On-Demand Scan of a Suspicious File

In this scenario we’ll launch an on-demand scan on a specific file. We’ll right-click the file suspect.dat which is classified as suspicious. In case of receiving a positive AnalysisResult the engine will throw an Action on the file.

 

Execution of a Malware PE File

In this test scenario we’ll execute a malicious PE file (files with extension EXE, COM, etc.). In this example we’ll double-click on the file EICAR.EXE which is considered malware and whose detection does not require connectivity to the cloud. As the execution of a file is an action which puts the security of the machine in danger, as soon as it is intercepted it is blocked and an OnAccess AnalysisRequest is launched. Depending on the result of the action access to the file is allowed or denied and a subsequent task is generated to neutralize the file.

In the next example we’ll repeat a similar scenario but whose detection of this particular malware file (MyFormatter.exe) is delivered from-the-cloud.
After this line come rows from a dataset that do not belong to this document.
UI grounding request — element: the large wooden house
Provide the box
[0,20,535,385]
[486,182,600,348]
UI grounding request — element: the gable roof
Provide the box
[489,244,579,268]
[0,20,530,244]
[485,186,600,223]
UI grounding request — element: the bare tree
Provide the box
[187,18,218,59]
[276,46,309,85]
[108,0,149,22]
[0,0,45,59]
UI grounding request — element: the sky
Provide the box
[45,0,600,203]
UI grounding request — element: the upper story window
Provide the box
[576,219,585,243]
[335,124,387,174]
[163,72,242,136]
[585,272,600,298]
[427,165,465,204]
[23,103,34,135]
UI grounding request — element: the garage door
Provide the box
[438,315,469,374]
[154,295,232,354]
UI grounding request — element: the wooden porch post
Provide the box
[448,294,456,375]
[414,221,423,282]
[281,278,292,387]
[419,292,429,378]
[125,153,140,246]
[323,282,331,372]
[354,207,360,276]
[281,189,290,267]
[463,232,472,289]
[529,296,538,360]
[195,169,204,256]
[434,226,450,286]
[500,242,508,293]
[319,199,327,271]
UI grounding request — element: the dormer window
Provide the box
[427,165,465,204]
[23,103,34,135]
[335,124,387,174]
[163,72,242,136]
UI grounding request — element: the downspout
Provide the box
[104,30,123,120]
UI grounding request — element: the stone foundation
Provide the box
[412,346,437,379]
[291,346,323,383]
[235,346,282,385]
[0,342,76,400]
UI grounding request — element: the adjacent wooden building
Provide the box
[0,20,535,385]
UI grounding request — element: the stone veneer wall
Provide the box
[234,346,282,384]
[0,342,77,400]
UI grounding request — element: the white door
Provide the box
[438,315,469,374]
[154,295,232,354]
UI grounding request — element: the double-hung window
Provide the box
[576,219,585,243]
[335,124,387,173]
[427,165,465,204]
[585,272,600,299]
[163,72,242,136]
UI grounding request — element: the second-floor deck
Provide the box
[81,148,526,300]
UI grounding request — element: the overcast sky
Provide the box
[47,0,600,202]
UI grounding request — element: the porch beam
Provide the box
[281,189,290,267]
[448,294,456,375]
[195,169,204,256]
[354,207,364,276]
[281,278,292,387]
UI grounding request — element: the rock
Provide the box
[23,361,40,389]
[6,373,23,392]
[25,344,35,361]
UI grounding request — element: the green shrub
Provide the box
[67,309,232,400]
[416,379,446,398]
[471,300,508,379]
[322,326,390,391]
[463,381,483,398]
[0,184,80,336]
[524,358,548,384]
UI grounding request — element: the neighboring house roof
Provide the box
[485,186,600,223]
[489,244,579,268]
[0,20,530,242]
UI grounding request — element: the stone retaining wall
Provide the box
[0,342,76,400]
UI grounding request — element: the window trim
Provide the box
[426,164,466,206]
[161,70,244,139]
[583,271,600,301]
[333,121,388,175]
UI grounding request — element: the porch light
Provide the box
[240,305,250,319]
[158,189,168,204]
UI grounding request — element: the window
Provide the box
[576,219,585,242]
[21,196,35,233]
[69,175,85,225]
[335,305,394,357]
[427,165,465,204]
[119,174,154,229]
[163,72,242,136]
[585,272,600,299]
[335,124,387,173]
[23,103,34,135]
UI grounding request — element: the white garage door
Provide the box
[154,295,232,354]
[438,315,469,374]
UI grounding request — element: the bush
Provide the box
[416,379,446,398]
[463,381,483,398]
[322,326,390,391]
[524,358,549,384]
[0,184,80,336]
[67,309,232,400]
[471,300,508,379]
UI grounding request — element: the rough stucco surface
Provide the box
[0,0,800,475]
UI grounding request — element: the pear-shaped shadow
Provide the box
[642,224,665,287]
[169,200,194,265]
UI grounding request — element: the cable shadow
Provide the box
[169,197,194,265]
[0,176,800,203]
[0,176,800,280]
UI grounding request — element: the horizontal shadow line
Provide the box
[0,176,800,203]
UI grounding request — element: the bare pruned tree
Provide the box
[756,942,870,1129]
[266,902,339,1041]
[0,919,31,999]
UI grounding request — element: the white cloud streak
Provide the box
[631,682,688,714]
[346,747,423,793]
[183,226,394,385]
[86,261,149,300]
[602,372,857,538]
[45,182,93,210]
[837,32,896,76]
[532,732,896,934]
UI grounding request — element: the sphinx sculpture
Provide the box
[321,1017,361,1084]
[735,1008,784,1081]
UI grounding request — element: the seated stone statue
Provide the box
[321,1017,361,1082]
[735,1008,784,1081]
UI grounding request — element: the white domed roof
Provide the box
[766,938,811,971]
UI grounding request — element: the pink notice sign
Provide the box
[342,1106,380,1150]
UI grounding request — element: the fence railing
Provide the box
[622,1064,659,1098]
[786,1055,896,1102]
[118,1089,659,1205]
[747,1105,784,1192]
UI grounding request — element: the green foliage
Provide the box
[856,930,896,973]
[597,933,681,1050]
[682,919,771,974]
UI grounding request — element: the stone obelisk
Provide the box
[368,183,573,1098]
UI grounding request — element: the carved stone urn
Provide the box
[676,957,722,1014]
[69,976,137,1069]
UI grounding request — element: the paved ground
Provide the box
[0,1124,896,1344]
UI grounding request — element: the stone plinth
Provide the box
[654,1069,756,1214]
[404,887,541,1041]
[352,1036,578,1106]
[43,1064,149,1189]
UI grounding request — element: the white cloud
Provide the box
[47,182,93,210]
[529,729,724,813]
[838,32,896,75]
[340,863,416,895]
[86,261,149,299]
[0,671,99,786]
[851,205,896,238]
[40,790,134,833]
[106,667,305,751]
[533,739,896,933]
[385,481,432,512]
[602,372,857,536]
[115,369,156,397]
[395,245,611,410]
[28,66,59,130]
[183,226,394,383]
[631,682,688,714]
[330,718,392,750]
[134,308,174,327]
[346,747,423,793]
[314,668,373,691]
In the following example we can see the reaction of the product against the execution of MyFormatter.exe.

 

Copy of a PE File

In this scenario we’ll copy a malicious PE file Eicar.exe to EicarCopy.exe. As a copy operation is not a high imminent risk to the PC the copy operation is permitted while an OnPrefetch AnalysisRequest is launched, anticipating its possible execution later on. If it is detected as malware, an Action will be requested on the file.

 

It is worth noting an error that may show up on the log (shown below) as a JobType “Cloud Error” which means that the communication between the Panda Cloud Antivirus agent and the server has failed, in this particular example during the OnPrefetch scan of the PE file GoogleDesktopResources_es.dll as the network connection was disabled on this machine.

 

Opening of a Non-PE File

This scenario consists of opening a non-PE file, in our case a Word document (mydoc.doc) which is not malicious. Opening a file, as executing a PE file, is considered a high risk action for the computer. Therefore the action is intercepted and blocked while an OnAccess AnalysisRequest is launched on the file.

 

 

 Copy of a Non-PE File

In this example we’ll copy a malicious non-PE file Achtung.doc to AchtungCopy.doc. As a copy operation is not a high imminent risk to the PC the copy operation is permitted and the default action is to launch an OnPrefetch AnalysisRequest on the resulting file. However in this case an OnAccess AnalysisRequest is launched on the original file as the Operating System needs to open a non-PE file in order to copy it to a new file. As we’ve seen before, the opening operation is considered a high risk operation and therefore an OnAccess AnalysisRequest is also launched on the file Achtung.doc. As it is detected as malicious, the copy operation is blocked.